You would have thought I had just made a tv or movie or appearance.
People would be like,
"Val? You're Val,right? I saw the incident happen...I was there..."
It made me wish that I would get recognized by someone for my stand-up instead.
Then almost like magic...
I moved to a new neighborhood in NY a few months later
one day when I was waiting for subway, someone came up to me and said,
"Val, right?
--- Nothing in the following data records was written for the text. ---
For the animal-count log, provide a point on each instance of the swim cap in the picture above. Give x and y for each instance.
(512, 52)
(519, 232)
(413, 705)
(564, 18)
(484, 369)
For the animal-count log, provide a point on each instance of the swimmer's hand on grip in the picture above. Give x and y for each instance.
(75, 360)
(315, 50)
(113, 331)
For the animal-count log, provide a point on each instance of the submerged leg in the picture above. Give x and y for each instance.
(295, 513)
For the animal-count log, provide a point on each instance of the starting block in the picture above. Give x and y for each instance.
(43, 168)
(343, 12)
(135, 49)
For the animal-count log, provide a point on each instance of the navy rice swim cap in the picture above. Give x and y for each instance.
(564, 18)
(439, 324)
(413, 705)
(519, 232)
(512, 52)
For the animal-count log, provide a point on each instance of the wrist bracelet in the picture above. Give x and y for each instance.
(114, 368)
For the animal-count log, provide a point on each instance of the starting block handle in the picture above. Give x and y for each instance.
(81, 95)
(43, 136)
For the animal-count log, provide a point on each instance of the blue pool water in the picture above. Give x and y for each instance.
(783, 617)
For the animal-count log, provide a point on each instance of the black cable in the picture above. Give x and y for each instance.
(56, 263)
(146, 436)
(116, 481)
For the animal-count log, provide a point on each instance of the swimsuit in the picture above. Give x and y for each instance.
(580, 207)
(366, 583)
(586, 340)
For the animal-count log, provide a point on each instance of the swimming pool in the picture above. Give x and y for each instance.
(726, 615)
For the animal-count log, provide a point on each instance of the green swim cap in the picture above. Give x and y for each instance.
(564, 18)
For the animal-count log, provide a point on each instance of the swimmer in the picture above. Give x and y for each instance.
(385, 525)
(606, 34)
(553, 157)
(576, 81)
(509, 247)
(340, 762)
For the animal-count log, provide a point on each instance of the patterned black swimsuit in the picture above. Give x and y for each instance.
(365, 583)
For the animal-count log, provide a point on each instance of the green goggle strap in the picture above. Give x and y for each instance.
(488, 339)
I saw you doing stand-up..."

It made me feel glad that I had moved to a new neighborhood ;)

Friday, June 08, 2007

Damn it!
I've only owned this for 15 minutes
I've already managed to obtain a cactus injury.
I wonder if anyone has ever called 9-1-1 and said,"Hurry there's been a cactus injury!"...
If they did I bet it happened when they were stranded in a desert
they tried to make the 9-1-1 call on their cell phone but it didn't go through because of bad reception.
So, then they started laughing because they realized they didn't even have a cactus injury
were glad that the cell phone call didn't go through
that would have been embarrassing!

Thursday, June 07, 2007

Speaking of creepy...
Yes, that's a fish hanging on a wall and wearing the a top hat...
I have no idea what process was involved in making that fish "wall hangable" but I guess it worked.
I spent a lot of my childhood going fishing in the summer
me and my family spent most of it in New Hampshire
there wasn't much else to do except wander through the woods, or catch salamanders, or scream and start running when a large, and hard to identify bug seemed to be attacking me.
So the most entertaining option was spending hours going fishing but then feeling bad when I caught a fish and immediatly putting it back into the water and setting it free.
I'm sure I was catching the same fish over and over and didn't even realize it.
Lost and found?

Did someone lose this? If so, please come and pick it up. It's starting to creep me out...

Wednesday, May 23, 2007

Frida Kahlo says:
Hope you're having a great day, Everybody!

Monday, May 21, 2007

I still haven't been able to find my old comedy notebooks but I did find this old diary of mine:

The content matches the cover
proves to be unintentionally funny.
Luckily, there's a padlock on this thing.

Sunday, May 20, 2007

I spent all day trying to find my old comedy notebooks and came up with nothing.
Instead, I managed to find my old New Kids on the Block collectors cards...

Tuesday, May 08, 2007

It turns out that the other day when I thought I saw a turkey walking on the sidewalk I wasn't hallucinating. I really did see that.
I know this because I talked to other people and told them how I thought I hallucinated seeing a turkey and they said,
"I thought I saw a turkey too! It's totally legit then!"

Good, I was starting to think something was wrong with me.

Friday, May 04, 2007

I've never understood why some people lie about their age.
I've always found this creepy.
If I were going to bother lying about my age I would lie older and claim to
be in my 90's
act extra spunky and claim that I am in the guiness book of world records for having the most plastic surgery done on a living person.
Then I would demand auditions for roles as a high school student in movies and television
if I didn't get the part I would throw a fit and yell,
"It's because I'm in my 90's isn't it!!!!"

Monday, April 16, 2007

In pre-school I showed signs of having issues with being photographed.
I am the one with the clenched fist who is glaring at the camera.